かつて伊丹十三は、少年時代のある日、ふらっとやって来て、両親の価値観に縛られている自分に風穴を開けてくれる存在、それがおじさんだと語った。金井真紀はその言葉を引用し、自分はとりわけ風穴好きだったので、選おじさん眼が磨かれたと自負している。そんな彼女がパリ在住四十年のジャーナリスト、広岡裕児おじさんと組んで本を作ろうということになった。二人でパリを歩き回り、集めてきたおじさんを陳列したのが本書である。
 
おじさん一人ひとりのイラストが添えられていて、誰もが小粋である。最初は、おしゃれなおじさんのファッション本かと思ったが、そうではなかった。一人ひとりのおじさんのこれまでや、今現在の生き方などをじっくりと聞き出す中、浮き上がってきたのはパリを含むフランス、そして世界の歴史である。パリの同時多発テロ、アフリカからの移民、LGBT、ホロコーストを脱したユダヤ人の生き残り、タミル人にベルベル人、ボートピープル。出会う人の話を聞くごとに、様々な歴史が浮き上がってくる。そうだ、人々が生きること、それがすなわち歴史なのだ。
 
私はパリが嫌いだった。
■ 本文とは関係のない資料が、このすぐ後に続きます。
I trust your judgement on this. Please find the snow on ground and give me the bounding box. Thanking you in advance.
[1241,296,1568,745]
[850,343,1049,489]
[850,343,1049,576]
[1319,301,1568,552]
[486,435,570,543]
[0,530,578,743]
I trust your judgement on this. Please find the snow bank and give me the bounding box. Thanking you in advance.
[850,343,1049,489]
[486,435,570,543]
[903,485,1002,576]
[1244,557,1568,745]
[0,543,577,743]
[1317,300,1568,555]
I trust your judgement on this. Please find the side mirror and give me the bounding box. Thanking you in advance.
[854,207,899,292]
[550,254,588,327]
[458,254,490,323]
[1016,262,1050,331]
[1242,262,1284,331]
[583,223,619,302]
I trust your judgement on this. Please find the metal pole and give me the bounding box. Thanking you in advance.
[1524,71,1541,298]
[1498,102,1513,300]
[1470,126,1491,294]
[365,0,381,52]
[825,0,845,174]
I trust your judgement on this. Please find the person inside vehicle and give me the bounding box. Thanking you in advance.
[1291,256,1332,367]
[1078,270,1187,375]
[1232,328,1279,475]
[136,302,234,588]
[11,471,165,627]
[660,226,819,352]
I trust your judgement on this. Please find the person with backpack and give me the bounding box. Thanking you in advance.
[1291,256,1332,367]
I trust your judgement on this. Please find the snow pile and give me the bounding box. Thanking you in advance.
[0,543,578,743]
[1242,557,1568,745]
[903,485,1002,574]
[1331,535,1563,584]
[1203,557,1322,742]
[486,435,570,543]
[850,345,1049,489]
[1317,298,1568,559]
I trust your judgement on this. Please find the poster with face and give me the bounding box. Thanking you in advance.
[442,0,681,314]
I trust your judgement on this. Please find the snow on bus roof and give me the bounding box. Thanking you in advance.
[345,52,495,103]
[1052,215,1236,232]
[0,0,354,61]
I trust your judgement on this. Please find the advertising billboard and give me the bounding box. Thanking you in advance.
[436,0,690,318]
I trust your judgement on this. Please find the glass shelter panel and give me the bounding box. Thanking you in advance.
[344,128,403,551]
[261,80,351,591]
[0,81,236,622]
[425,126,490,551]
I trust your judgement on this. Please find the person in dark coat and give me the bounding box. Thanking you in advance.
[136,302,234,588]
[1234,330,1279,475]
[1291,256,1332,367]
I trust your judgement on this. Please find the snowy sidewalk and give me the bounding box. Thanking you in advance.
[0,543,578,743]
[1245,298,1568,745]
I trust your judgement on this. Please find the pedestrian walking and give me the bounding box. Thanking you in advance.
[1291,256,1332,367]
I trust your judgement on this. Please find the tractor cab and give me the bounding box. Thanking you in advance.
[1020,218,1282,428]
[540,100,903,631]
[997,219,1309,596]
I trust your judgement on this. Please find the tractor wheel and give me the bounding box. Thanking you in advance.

石造りの街は冷たくて、人々は、英語を全然聞いてもくれなくて、差別が厳しくて、どこがいいんだ、こんな街、と思った。たった一回しか行ってないけどね。でも、パリは、それでもいろいろなものを受け入れ、混沌としながら存在している。矛盾を抱えながらも前を向いている。こんなおじさんたちがいる街へ、もう一度行ったら、前より好きになれるかもしれない。そんな気持ちになる本だった。